Killing November: Book Review
For fans of The Naturals by Jenniffer Lynn Barnes and The Hunger Games by Suzanne Collins, you will love this fast-paced murder-mystery thriller!
OMG! I just finished the novel Killing November by Adriana Mather, and I just could not put this book down! It was essentially a crossover between The Hunger Games with the weapons and strategies in play, and The Naturals with the murders and crimes.
Synopsis: Killing November is about a girl, November, whose father, an ex-CIA agent, has sent her away to keep her safe. November boards the plane, and she wakes up all of a sudden already at the academy. The academy is completely off the grid in a forest, has no electricity, and is surrounded by traps. As November meets the headmistress and the student body, it becomes clear that this is not a typical academy with regular Math, Science, and English classes. Instead, there are eye-for-eye punishment systems, courses ranging from Poisons to Weapons Training, to the Art of Deception. This academy has students who are children of the world's most elite strategists. The students are training to be the world’s deadliest assassins, spies, master impersonators, and more. Sharing anything personal about you is discouraged as it can be used against you. Everything is a competition, friends are rare and alliances are everywhere. When November first starts her classes, she has a serious disadvantage, she doesn’t know any of the histories of the Families, who has an alliance with whom, or even how to mask her emotions and deflect questions. As she fumbles with the classes, all the students think that her confusion and innocence are just an act.
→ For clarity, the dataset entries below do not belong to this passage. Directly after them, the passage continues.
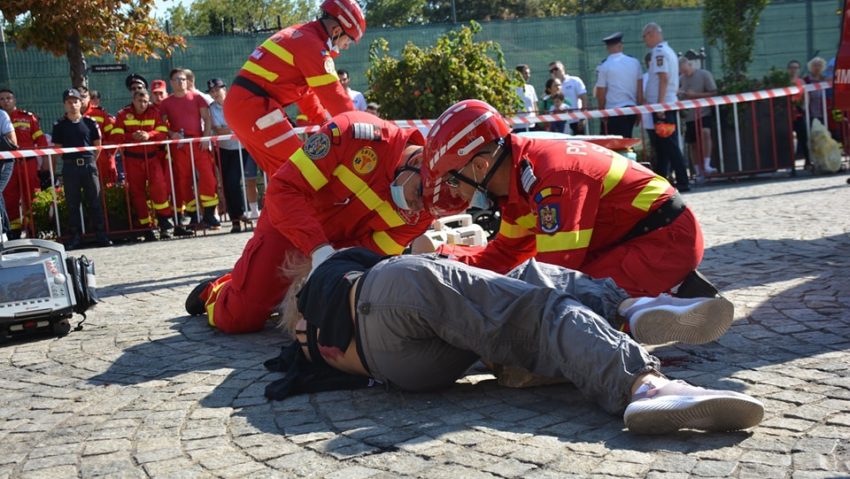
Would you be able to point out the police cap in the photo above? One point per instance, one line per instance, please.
(613, 38)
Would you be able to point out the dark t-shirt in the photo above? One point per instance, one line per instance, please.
(70, 134)
(323, 301)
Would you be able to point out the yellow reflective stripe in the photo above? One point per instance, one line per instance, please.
(513, 231)
(321, 80)
(528, 221)
(563, 241)
(368, 196)
(259, 71)
(308, 169)
(278, 51)
(647, 196)
(619, 165)
(386, 243)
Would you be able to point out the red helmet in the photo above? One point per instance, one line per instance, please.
(349, 15)
(665, 130)
(457, 135)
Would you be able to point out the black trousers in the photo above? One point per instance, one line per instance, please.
(79, 180)
(231, 176)
(621, 125)
(668, 154)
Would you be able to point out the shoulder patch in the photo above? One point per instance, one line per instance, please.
(317, 146)
(549, 217)
(366, 131)
(547, 192)
(365, 161)
(329, 66)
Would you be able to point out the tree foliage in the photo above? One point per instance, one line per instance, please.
(399, 13)
(422, 83)
(216, 17)
(731, 25)
(88, 28)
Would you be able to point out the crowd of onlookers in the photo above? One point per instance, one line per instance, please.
(186, 186)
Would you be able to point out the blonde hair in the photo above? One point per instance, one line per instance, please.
(295, 267)
(815, 62)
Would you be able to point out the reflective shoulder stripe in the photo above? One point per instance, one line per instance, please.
(368, 196)
(647, 196)
(513, 231)
(321, 80)
(259, 71)
(308, 169)
(564, 241)
(619, 165)
(278, 51)
(528, 221)
(387, 243)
When another murder happens, all fingers point to November. November must race against the clock and find out who the killer is before she becomes the next victim, all while trying to survive a school engulfed by betrayal and deceit everywhere.
I can say that Adriana Mather has just made it onto my favorite authors' list. I love how she made November the friendliest person at the Academy where the students are training to be assassins. Talk about the irony. In the Academy, one notable aspect was how the author had all the Families have names that represented who they are and their attributes. The Families are those who can and have been enrolled in the academy. They are hidden in the shadows, deep into the crime world while being rich citizens without anyone suspecting them. The Families are similar to the Hogwarts Houses, Gryffindor standing for courageous and daring, Hufflepuff being Loyalty, Ravenclaw as clever and witty, and Slytherin as cunning and ambitious. For example, in the novel, the Wolf Family represents intuition, loyalty, and diligence. The Bear Family’s attributes are inventiveness, protectiveness, and courage.
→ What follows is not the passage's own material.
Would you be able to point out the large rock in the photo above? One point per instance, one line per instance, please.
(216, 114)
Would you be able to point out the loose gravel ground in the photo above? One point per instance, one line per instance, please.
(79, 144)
One thing I wish Adriana Mather would have done differently was to make November know the history, maybe by having her mother or father turn the history of the Families into stories that were told to her when she went to bed at night. I felt like November not knowing the history made her fumble like a fool every minute or so. If she had known the history, then maybe it would have made her attacks and defenses stronger, making the book more enjoyable.
Rating: Overall I would give this novel 4.5/5 stars and would recommend you to read it.